Its shared boundary with the Leech Lake Indian Reservation offers visitors the chance to experience Anishinabe culture and the rich history of the area including prehistoric times, the early logging era and Civilian Conservation Corps days. The forest’s large red and white pine trees make Chippewa one of the largest American Bald Eagle nesting sites in the continental United States.

The Need for Trees
In July 2012, a devastating storm with straight-line winds of 80 to 85 miles per hour tore through the forest, blowing down an estimated 95,000 of the 666,542-acre forest. About 12,000 of the acres affected were the heart of the forest’s pine tree country – stands of mature conifer trees were snapped off and uprooted.

Restoration of these majestic pine trees is critical to the wildlife that calls Chippewa National Forest home, including the American Bald Eagles that depend on the pine trees for their nesting habitat. The Ojibwa community at Leech Lake Indian Reservation has a special generations-old bond to these tree stands as well.
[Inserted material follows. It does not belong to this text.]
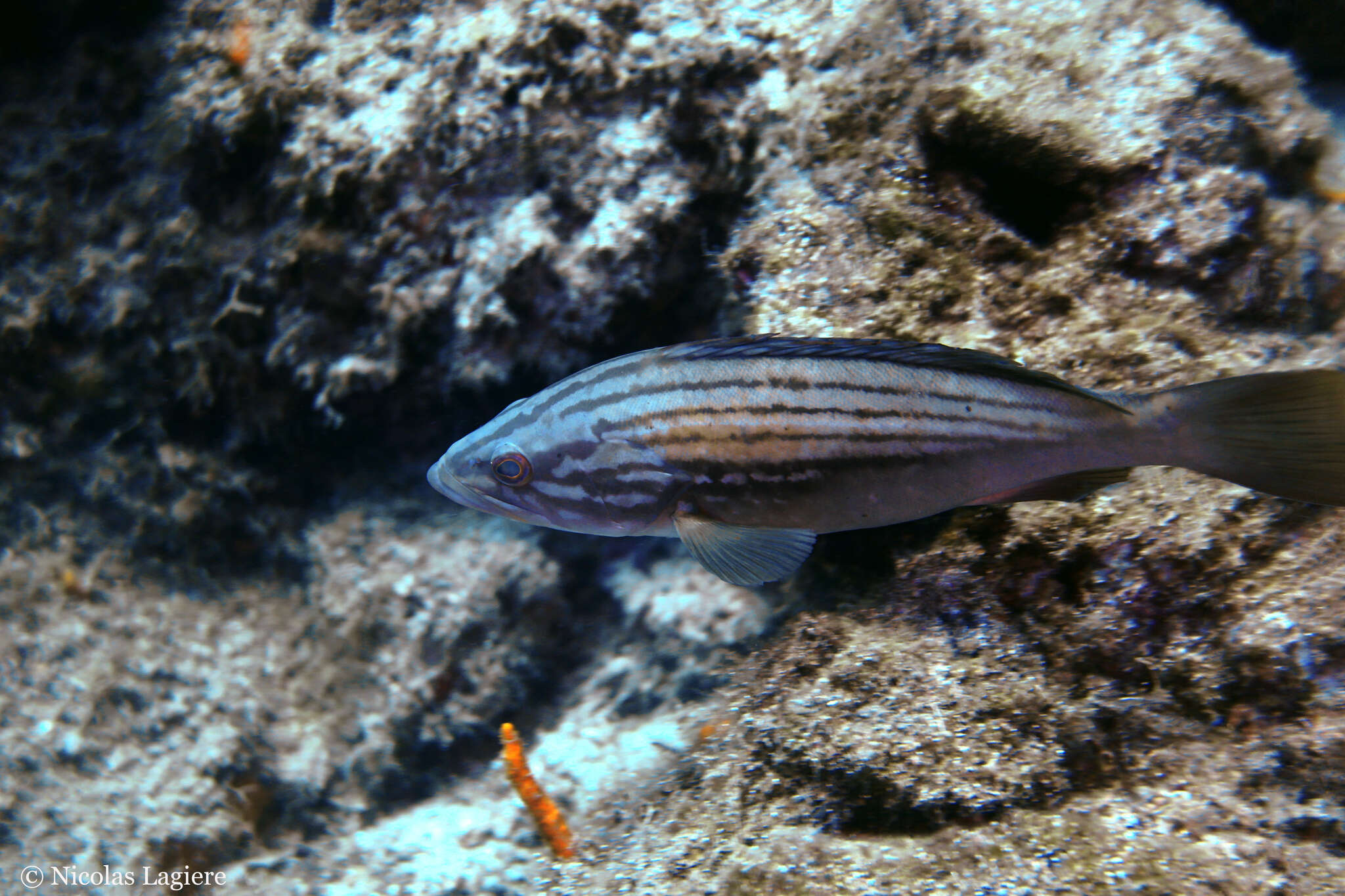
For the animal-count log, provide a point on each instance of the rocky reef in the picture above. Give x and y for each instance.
(261, 263)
The generous support of the Arbor Day Foundation’s members and sponsors will help restore the forest from the damage caused by the devastating windstorm by planting hundreds of thousands of trees including red pine, white pine, white spruce and Jack pine in the Chippewa National Forest as part of the forest’s goal of 1 million trees planted.

Want to be a part of helping restore the forest and have a living memorial for Mikey too? The link will have the Chippewa National Forest pre-selected. All you have to do is complete it with the information you want. Trees For Mikey.

I go on his page about once a day to approve posts to his wall. Recently I was going through some of his unread messages to make sure none needed a response. I found this message.


He never once asked for anything for himself. Okay, maybe marbles but beyond that, the big picture, he always wanted others to have instead. So instead of, in addition to or however you want to honor his memory there are options. Basically, give to someone in need. Whether it be clothing or food. Help someone that is worse off than you. Yes, you might be in a bad spot but there is always someone in greater need. Always.

He also strongly believed in Matthew 6:2-4: So when you give to the poor, do not sound a trumpet before you, as the hypocrites do in the synagogues and in the streets, so that they may be honored by men. Truly I say to you, they have their reward in full. But when you give to the poor, do not let your left hand know what your right hand is doing, so that your giving will be in secret; and your Father who sees what is done in secret will reward you.

I would love to know in some form what people are doing. I think that can be done without bragging or telling what was done. Perhaps something along the lines of simply commenting, "It's been my honor."